The Samurai's wife, Masago (真砂), claims that after she was raped by Tajōmaru, who left her to weep, she begged her husband to forgive her; but he simply looked at her coldly. She then freed him and begged him to kill her so that she would be at peace. He continued to stare at her coldly, with dagger in hand; and then she fainted. She recalls awakening some time later by a nearby lake, and attempting to drown herself.

The Samurai

Through a medium (巫女 miko), the deceased Samurai, Kanazawa-no-Takehiro (金沢の武弘), claims that after he was captured by Tajōmaru, and after the bandit raped his wife, Tajōmaru asked her to travel with him. She accepted and asked Tajōmaru to kill her husband so that she wouldn't feel the guilt of knowing two men.
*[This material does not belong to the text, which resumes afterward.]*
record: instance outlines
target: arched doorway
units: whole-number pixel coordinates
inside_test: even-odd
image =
Tajōmaru, shocked by this request, grabbed her, and gave the Samurai a choice of letting the woman go or killing her. The woman fled, and Tajōmaru, after attempting to recapture her, gave up and set the Samurai free. The Samurai then killed himself with his own dagger. The ghost then mentions that somebody removed the dagger from his chest; upon hearing this, the woodcutter is startled, and claims that the dead man must be lying, because he was killed by a sword.

The Woodcutter (again)

The woodcutter then confesses that his earlier view was a lie and says that Tajōmaru raped the Samurai's wife, and then begged the weeping woman to marry him. She instead freed her husband and asked the two men to duel, saying that she would go with the victor. The Samurai called her a coward, and she replied that the two men were cowards for not fighting. Tajōmaru and the Samurai fought, but the struggle only showed how clumsy they were. Nonetheless, Tajōmaru won the duel, and the woman fled as he chased her.